Dynamic Indicators of Basic Early Literacy Skills (DIBELS) — A formative literacy assessment used to screen children in grades K-6 for reading difficulties, monitor progress and guide instruction.

Plainfield Association to Nurture Diversity Awareness (PANDA) — A coalition of local business, government, religious and educational leaders who recognize the challenges and opportunities created by the many changes to the community in recent years. The coalition's goal is to foster ways to empower people to live in conscious and active awareness of the blessings and benefits of the community's evolving diverse population.

Sheltered Instruction Observation Protocol (SIOP) — A research-based approach to teaching that makes grade-level content comprehensible for English Language Learners while they are developing English proficiency.
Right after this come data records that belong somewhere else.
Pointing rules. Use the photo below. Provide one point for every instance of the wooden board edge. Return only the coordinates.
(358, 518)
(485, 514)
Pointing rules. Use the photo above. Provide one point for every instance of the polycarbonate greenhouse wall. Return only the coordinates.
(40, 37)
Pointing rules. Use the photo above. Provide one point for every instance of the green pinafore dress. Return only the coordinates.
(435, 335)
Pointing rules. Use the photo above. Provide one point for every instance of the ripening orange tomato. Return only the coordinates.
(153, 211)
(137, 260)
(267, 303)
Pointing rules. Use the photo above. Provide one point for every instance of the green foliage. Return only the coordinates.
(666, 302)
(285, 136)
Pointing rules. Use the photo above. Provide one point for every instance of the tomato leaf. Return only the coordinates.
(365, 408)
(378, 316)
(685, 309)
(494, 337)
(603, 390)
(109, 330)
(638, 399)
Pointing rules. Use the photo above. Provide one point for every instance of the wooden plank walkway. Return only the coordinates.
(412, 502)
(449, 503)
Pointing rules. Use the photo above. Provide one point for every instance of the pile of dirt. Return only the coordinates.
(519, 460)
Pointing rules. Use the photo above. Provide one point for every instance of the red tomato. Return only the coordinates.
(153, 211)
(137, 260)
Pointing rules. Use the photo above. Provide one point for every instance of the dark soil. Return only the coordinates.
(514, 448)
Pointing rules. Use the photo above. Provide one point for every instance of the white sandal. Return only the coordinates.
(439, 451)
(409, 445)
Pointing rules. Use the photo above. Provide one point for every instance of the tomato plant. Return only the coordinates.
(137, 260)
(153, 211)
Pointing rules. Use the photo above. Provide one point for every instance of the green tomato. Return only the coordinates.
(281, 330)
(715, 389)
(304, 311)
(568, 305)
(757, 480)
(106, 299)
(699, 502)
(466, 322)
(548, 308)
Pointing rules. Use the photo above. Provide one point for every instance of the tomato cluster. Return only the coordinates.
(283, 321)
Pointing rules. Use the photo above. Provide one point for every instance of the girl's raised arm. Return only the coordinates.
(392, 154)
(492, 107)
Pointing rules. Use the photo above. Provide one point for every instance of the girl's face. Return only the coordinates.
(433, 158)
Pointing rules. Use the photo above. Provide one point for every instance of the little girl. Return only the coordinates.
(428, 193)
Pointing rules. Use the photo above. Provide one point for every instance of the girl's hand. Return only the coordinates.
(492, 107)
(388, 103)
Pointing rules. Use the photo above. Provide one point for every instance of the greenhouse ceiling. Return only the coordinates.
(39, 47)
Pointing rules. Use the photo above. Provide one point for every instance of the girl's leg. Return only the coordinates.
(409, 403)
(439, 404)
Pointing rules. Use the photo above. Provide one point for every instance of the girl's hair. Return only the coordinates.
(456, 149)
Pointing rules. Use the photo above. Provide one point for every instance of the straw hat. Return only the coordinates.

Teachers develop a student's ability to communicate in English within the content area.

Transitional Bilingual Education (TBE) — A program to provide academic instruction in a student's primary language while they learn English for academic purposes.

Word Ladders — Word game attributed to author Lewis Carroll. In order to win, a player must work progressively to change a "start" word into an "end" word, creating an existing word at each step by adding a letter, removing a letter, changing a letter or using the same letters in a different order.